John waded for the shore, the weight of Johnnie making him stagger as they got clear of the water. He fell to his knees and cradled the white face in his arms and looked down into the sightless eyes and the pale lips.

“My Johnnie,” he whispered. “My boy.”

They sat together for a long time before John remembered that Hester would be waiting in painful anxiety and that there was much work for him to do.

He laid out the body and draped his jacket over his son’s face.

“Watch by him,” he said simply to the stable lad. “I’ll come back with the cart.”

Slowly he walked along the grassy ride and then turned up the main avenue to the house. He could see Hester pacing on the terrace, but when she saw him and took in the slump of his shoulders and his wet clothing, and his missing jacket, she froze very still.

John walked toward her, his face numb, his voice lost, then he cleared his throat and said quietly, conversationally, “I found him. He’s drowned. I’m fetching the cart now.”

She nodded, as calm as he, and Mary Ashmole, watching the two of them, thought them completely insensible, thought that they could not have loved their son at all to be so indifferent to his death.

“I thought so,” Hester said gently. “I knew as soon as I saw the boat, just as you did. I’ll ready the parlor for him.” She paused. “No. He should lie in the rarities room. He was the most precious thing this house ever had.”

John nodded and went with that strange, slow plod round to the stables where, for a fancy, he did not harness the workhorse, but he took Caesar out of his stable and put him between the shafts of the cart to bring his master home.
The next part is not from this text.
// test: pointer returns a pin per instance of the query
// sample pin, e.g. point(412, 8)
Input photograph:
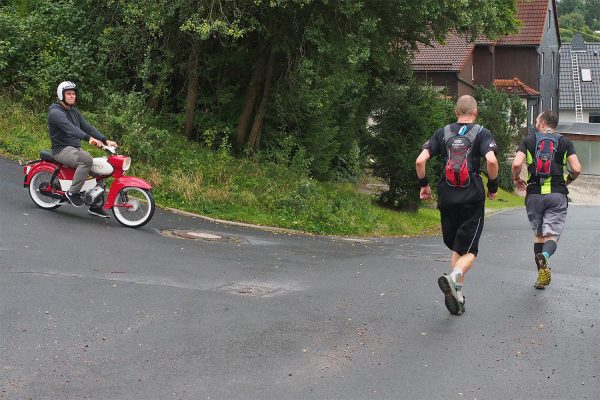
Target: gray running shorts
point(547, 213)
They buried him beside his grandfather and his mother at St. Mary’s, Lambeth. The new vicar was kind enough not to ask how a fit young man came to drown while boating on his own lake. It was assumed that Johnnie had been drunk, or had hit his head as he fell from the boat. Only John knew that the boat had not been overturned but had been floating peacefully with the oars shipped. Only John knew that his son’s pockets had been filled with broken pieces of flowerpots. Only Hester knew that Johnnie had believed that there was no place for the king’s gardeners in England anymore. But they neither of them told the other these insights. They both thought that the other had pain enough.

Spring 1653

They could not easily recover. No family can ever fully recover from the loss of a child, and this was a child who had survived infancy during plague years, a childhood during the king’s wars, two dangerous battles, and then died when the country was at peace. For a little while they were like lost people, they greeted each other at mealtimes and they went to church together, past the beautifully carved tombstone for John’s father and the little crosses which marked Johnnie’s and his mother’s graves, and they spoke hardly at all.

The meetings of the philosophers and scientists which had made the Ark the center of intellectual life were broken up and moved elsewhere. John found he could not concentrate on any argument for more than a few moments, and anyway everything seemed meaningless.

Even the uproar which greeted the end of the long Parliament and Cromwell’s sudden decision to make a parliament of saints, nominated good men of recognized opinions and sanctity, who would bring about the changes which the country so badly needed, failed to raise John from his passive dreaming.

Lord Lambert came to order new tulips in the spring and told John that a new day was dawning for England where there would be the right of every man to vote for his parliament, the legal system would be reformed to make it more just, the poor would be supported and no more landlords would be allowed to enclose the commons and drive squatters and poor people onto the streets. He broke off in the middle of his explanation and said: “Forgive me, Mr. Tradescant. Are you ill?”

“I have lost my son,” John said quietly. “And nothing matters to me anymore. Not even the new Parliament.”